Il contribua en 2001 à la formation du parti de la justice et du développement (AKP), issu de l'aile progressiste d'un des avatars du Refah. Face au parti laïc discrédité par la grave crise économique de l'nnée précédente, l'AKP remporta les législatives de 2002, mais Recept Tayyip Erdogan ne put s'asseoir dans le siège du Premier ministre, car il était interdit de toute activité politique en raison de son séjour en prison. Une interdiction levée en mars 2003. Récept Tayyip Erdogan, qui tirait les ficelles en coulisses accéda enfin au pouvoir.
Depuis lors, le Premier ministre, connu pour son franc-parler mais aussi pour ses difficultés à accepter le moindre contraction, a lancé son pays dans des réformes. Mais Recept Tayyip Erdogan, qui ne parle au demeurant aucune langue étrangère, a aussi envisagé de faire criminaliser l'adultère, une directive a été envoyée aux universités, priées d'admettre les étudiantes avec leur foulard dès 2010 (ses deux filles ont étudié dans des universités américaines afin de pouvoir porter le voile, comme leur mère qui le porte depuis toujours).

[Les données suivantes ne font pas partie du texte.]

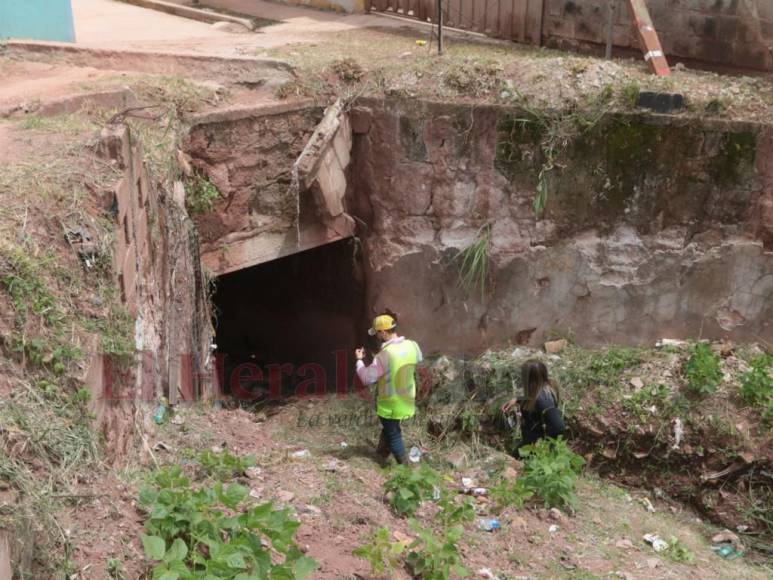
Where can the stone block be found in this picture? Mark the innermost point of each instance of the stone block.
(332, 184)
(342, 145)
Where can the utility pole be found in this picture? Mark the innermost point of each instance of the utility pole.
(610, 27)
(440, 25)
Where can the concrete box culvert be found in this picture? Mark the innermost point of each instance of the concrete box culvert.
(656, 226)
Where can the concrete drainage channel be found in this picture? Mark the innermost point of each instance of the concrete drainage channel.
(327, 216)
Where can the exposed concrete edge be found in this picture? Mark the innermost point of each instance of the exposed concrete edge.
(113, 98)
(310, 159)
(191, 13)
(237, 113)
(99, 57)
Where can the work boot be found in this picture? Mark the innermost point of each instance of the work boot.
(382, 450)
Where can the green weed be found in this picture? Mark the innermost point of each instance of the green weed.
(702, 370)
(408, 487)
(452, 512)
(201, 194)
(677, 552)
(383, 555)
(473, 263)
(550, 472)
(435, 557)
(224, 465)
(757, 385)
(212, 532)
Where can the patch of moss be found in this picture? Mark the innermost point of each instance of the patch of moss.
(736, 157)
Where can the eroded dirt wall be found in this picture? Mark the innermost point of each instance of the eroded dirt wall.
(654, 227)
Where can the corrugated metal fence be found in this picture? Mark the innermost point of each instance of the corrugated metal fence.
(519, 20)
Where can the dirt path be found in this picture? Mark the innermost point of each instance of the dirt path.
(337, 494)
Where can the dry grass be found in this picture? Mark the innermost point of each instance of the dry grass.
(498, 72)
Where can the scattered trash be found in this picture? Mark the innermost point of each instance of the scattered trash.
(726, 552)
(678, 433)
(161, 411)
(556, 346)
(658, 544)
(647, 504)
(555, 514)
(489, 524)
(253, 472)
(727, 539)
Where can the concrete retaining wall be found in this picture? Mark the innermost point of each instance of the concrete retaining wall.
(737, 33)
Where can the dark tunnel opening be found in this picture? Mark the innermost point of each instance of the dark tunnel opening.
(289, 327)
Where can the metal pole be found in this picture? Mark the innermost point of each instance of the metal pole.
(610, 27)
(440, 25)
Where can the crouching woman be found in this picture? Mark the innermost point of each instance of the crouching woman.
(540, 415)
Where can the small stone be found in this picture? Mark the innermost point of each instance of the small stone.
(624, 544)
(556, 346)
(509, 473)
(311, 510)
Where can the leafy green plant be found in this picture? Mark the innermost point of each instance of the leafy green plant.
(381, 553)
(677, 552)
(510, 493)
(550, 471)
(201, 194)
(473, 263)
(629, 94)
(757, 386)
(701, 370)
(212, 532)
(434, 557)
(408, 487)
(224, 465)
(452, 512)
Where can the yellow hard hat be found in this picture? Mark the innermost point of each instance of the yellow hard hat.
(383, 322)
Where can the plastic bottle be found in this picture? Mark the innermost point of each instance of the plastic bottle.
(489, 524)
(161, 411)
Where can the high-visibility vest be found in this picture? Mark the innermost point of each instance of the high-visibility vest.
(396, 398)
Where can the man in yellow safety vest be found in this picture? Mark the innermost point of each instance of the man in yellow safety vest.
(392, 370)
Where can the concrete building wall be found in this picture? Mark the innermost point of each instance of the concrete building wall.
(37, 19)
(737, 33)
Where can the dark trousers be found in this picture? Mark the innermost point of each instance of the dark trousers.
(392, 436)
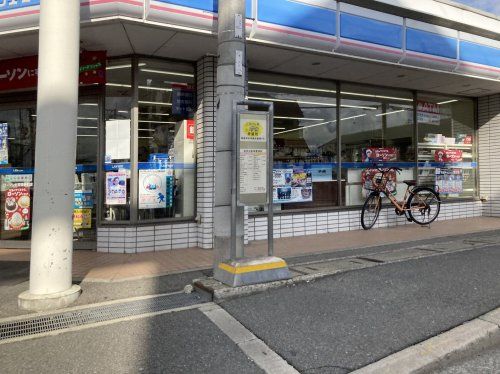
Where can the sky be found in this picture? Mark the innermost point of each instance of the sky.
(492, 6)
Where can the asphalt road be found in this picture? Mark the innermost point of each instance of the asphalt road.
(182, 342)
(347, 321)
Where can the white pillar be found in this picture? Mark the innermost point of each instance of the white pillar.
(55, 151)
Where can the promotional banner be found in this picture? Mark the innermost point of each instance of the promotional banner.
(22, 72)
(116, 188)
(82, 218)
(367, 176)
(449, 181)
(292, 185)
(448, 155)
(17, 209)
(4, 145)
(428, 113)
(152, 189)
(379, 154)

Après quelques années de prudence sur la question, ce qui lui avait été vivement reproché par les milieux les plus conservateurs à la fin de son premier mandat, le gouvernement de Recep Tayyip Erdogan lève, un à un, tous les obstacles légaux qui restreignaient la visibilité de ce signe religieux. Le Conseil d'État a abrogé, en janvier 2013, une règle qui prévoyait que le port du voile était interdit dans les palais de justice.
Puis le ministre du travail, Faruk Çelik, a également plaidé pour la suppression de toutes les restrictions appliquées dans la fonction publique au nom de la laïcité. "L'interdiction de porter le voile n'est compatible ni avec les droits de l'homme ni avec les principes démocratiques", a-t-il affirmé.
Une large campagne de "libéralisation" a été lancée par le syndicat de fonctionnaires Memur-Sen, proche de l'AKP. Leur pétition, qui a rassemblé 12,3 millions de signatures, dont celle de M. Erdogan, a été déposée, le 9 mars, sur le bureau du ministre Faruk Çelik.
"Une interdiction qui n'est pas dans la Constitution ne peut pas être protégée par la Constitution", a lancé le premier ministre turc, qui considère cette règle comme "l'héritage du coup d'Etat militaire du 28 février 1997" et "une atteinte aux droits de l'homme". Fort de son soutien électoral sur le sujet, le gouvernement s'apprête à légiférer pour autoriser le port du voile dans la fonction publique.
Dans les lycées religieux, dont le nombre a augmenté ces dernières années, les enseignantes peuvent le porter, mais aussi les élèves. Ce n'est pas encore le cas dans les écoles généralistes ou dans le secteur privé, où la décision est du ressort de chaque entreprise.
Cette visibilité n'allait pas de soi lorsque l'AKP est arrivé au pouvoir en 2002. Les institutions turques faisaient encore rempart contre la remise en question des principes laïcs instaurés par Atatürk en 1924 et durcis par les régimes militaires successifs. L'armée se percevait comme un bastion laïc face "aux assauts des islamistes". Depuis, elle a été "décimée" par les procédures judiciaires lancées pour "complot". Des dizaines d'officiers sont en prison et les auteurs du coup d'Etat de velours de 1997 ont été convoqués devant les juges.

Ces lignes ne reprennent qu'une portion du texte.